San Blas (Ferris 5342, DS, cited by Smith, not seen; Gardner 1336!); between Tomatlan and Puentecillos (Hernandez s.n., ENCB, cited by Magana, not seen); region of Chamela (McVaugh 25215; many collectors); Manzanita: (Matuda 38381, MEXU, reported by Magana, not seen); w end of Bahia de Santiago (McVaugh 15887); Manzanillo (Eyerdam & Beetle 8701, Ferris 6205); Mpio: Aquila, San Juan de Lima (Puga 8611, IBUG).
Acaulescent, but often apparently elongated because of proliferation of the inflorescence (see above); leaves 5-8, thick, covered throughout with coarse pale scales; sheaths large, broadly ovate, inflated and forming a narrowly ovoid or ellipsoid pseudobulb 5-15 cm long, the inner sheaths merging gradually into the blades, closely enfolding the base of the peduncle, the outer ones much reduced and bladeless; blades involute-subulate, pungent, up to 20 cm long but often much shorter, 3-7 mm in diameter, curved or contorted or coiled; inflorescence erect, simple or digitately or pinnately compound, the few spikes erect or nearly so, linear lanceolate, acute, 2-10-flowered, up to ca 12 cm long, commonly much shorter; bracts of the scape (peduncle) imbricated; foliaceous with spreading or coiling blades up to ca 20 cm long; primary bracts similar, their blades shorter than or sometimes surpassing the axillary spikes; floral bracts erect, imbricated, elliptic, acute, not or scarcely keeled, 1.5-2.3 cm long, 2-3 times as long as the internodes of the rachis, exceeding the sepals, thin, nerved, pink-margined; densely lepidote; flowers sessile; sepals lance-oblong, acute, 1.5-2 cm long, thin, glabrous, weakly nerved, the adaxial (posterior) pair more or less connate; petals linear, tubular-erect, 3--4 cm long, violet or "amethyst" (G); stamens and pistil exserted; stigma spiral; fruit slenderly cylindric, 3-4 cm long, 3-4 mm in diameter; seeds ca 100; 2.5-3 cm long.
Sometimes confused with Tillandsia caput-medusae, in which the leaf-blades are sometimes coiled and contorted as they commonly are in T. paucifolia. The two are usually well separated by the differences in the floral bracts, which in T. caput-medusae are glabrous or essentially so.

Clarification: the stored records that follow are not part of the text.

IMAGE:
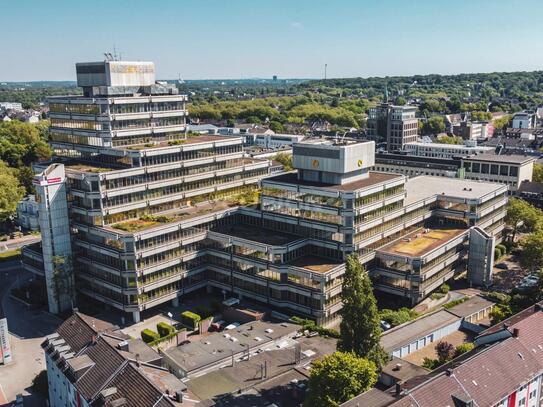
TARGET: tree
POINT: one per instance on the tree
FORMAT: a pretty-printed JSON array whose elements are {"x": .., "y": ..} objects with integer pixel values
[
  {"x": 360, "y": 330},
  {"x": 537, "y": 175},
  {"x": 532, "y": 253},
  {"x": 11, "y": 192},
  {"x": 521, "y": 213},
  {"x": 339, "y": 377},
  {"x": 445, "y": 351},
  {"x": 481, "y": 116}
]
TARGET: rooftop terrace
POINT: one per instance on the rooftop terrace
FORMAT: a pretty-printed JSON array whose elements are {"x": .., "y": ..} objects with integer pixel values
[
  {"x": 150, "y": 221},
  {"x": 418, "y": 243},
  {"x": 316, "y": 264},
  {"x": 425, "y": 186},
  {"x": 192, "y": 139},
  {"x": 374, "y": 178}
]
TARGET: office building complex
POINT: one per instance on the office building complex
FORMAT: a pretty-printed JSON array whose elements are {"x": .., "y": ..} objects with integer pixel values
[
  {"x": 510, "y": 170},
  {"x": 395, "y": 125},
  {"x": 152, "y": 221}
]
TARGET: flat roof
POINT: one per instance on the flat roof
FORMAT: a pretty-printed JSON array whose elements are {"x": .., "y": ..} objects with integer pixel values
[
  {"x": 448, "y": 146},
  {"x": 280, "y": 371},
  {"x": 372, "y": 398},
  {"x": 374, "y": 178},
  {"x": 471, "y": 306},
  {"x": 411, "y": 331},
  {"x": 316, "y": 264},
  {"x": 210, "y": 349},
  {"x": 405, "y": 371},
  {"x": 501, "y": 159},
  {"x": 426, "y": 186},
  {"x": 256, "y": 233},
  {"x": 418, "y": 243}
]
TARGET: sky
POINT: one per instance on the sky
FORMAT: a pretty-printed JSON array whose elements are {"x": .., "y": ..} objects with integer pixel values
[{"x": 232, "y": 39}]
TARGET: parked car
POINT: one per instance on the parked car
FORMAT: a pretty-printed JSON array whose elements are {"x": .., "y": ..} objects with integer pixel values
[{"x": 233, "y": 325}]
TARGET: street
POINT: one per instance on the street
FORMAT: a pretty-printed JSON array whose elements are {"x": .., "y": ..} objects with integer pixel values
[{"x": 27, "y": 329}]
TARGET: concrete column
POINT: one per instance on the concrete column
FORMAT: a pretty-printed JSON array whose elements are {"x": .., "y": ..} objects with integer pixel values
[{"x": 136, "y": 316}]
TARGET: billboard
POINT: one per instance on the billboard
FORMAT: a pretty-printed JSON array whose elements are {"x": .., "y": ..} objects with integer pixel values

The name Tillandsia circinnata, as applied to this plant, became well known to botanists and plant-growers, presumably because of the curiously distinctive habit of the plant. In 1982, however, Wilhelm Weber pointed out, after study of the type specimens at HAL, including both flowering and fruiting plants, that the name T. circinnata was originally applied by Schlechtendal (Linnaea 18: 430. 1845) to a very different species, a native of the Caribbean lowlands (Weber, W. Herbarium Studies III. J. Bromel. Soc. 32: 28-31.1982).